Daredevil: End of Days was promised, reworked, started, and delayed, so many times, that some readers may feel that time has passed it by: Mark Waid’s current run on the monthly title is the first since Bendis’ departure to truly find its own way, honoring what Bendis did with the character while never forgetting that Daredevil began as just another long-underwear vigilante; this “street-level” story is less suited to today’s Disney-Marvel landscape than it would have been in the glory days of Marvel Knights. But as a standalone piece of comic book storytelling, it’s a reminder of just what a breath of fresh air Bendis stories like “Out” and “Underboss” were a decade and more ago.
Out of a Possible 5 Stars
“The End of X-Factor” begins, as Peter David winds down his special corner of the X-verse with the first installment of a series of tales focused on individual members of the X-Factor team. Having pushed the reset button on the “Hell War”, with only the members of X-Factor aware of its cataclysmic events, the city of Marrakesh provides the backdrop for a standalone Layla Miller adventure. While I give David credit for greatly developing this rather one-note character from House of M, she works better set against the dynamics of a team: her “I know stuff” grates when she has no one to talk to but the reader, and in this story, she serves as little more than a commentator.
Jamie Madrox, still in his demon form from the Hell War, is the silent Macguffin of this story, in which a young man believes that the transformed Madrox is a djinn, who will do his bidding, in the sort of “careful what you wish for” story whose model goes back at least to O.Henry or Saki. Layla’s participation is mostly limited to giving warnings to the boy and his uncle about the danger of messing with mystical forces, and providing the bleak summation to the story as she resumes her quest to restore her husband to his normal mutant form.
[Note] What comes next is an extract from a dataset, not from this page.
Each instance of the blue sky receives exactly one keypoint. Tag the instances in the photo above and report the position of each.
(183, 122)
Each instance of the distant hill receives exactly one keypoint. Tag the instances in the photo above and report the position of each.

It’s a decent enough story, but doesn’t really benefit much from being told in the context of X-Factor.
Art has never been the selling point of David’s X-Factor; in fact, it’s too often felt like a proving ground for new talent, or last-minute fillins, giving the entire run a sort of patchwork quality. The use this time of two pencillers, Neil Edwards and Carmen Carnero, with inks from Jay Leisten, is handled reasonably smoothly, and they all get the job done serviceably enough.
X-Factor has been one of Marvel’s most pleasant change-of-pace titles for the past few years, and while I’m sorry to see it end, the rather conventionally “epic” Hell War storyline did suggest that it might be time for David to take a fresh look at his favorite Marvel characters; I’m less worried about losing X-Factor than I am wondering whether Marvel will be inclined to give David the leeway to make his next project as rewardingly individual and idiosyncratic as this series has been at its best.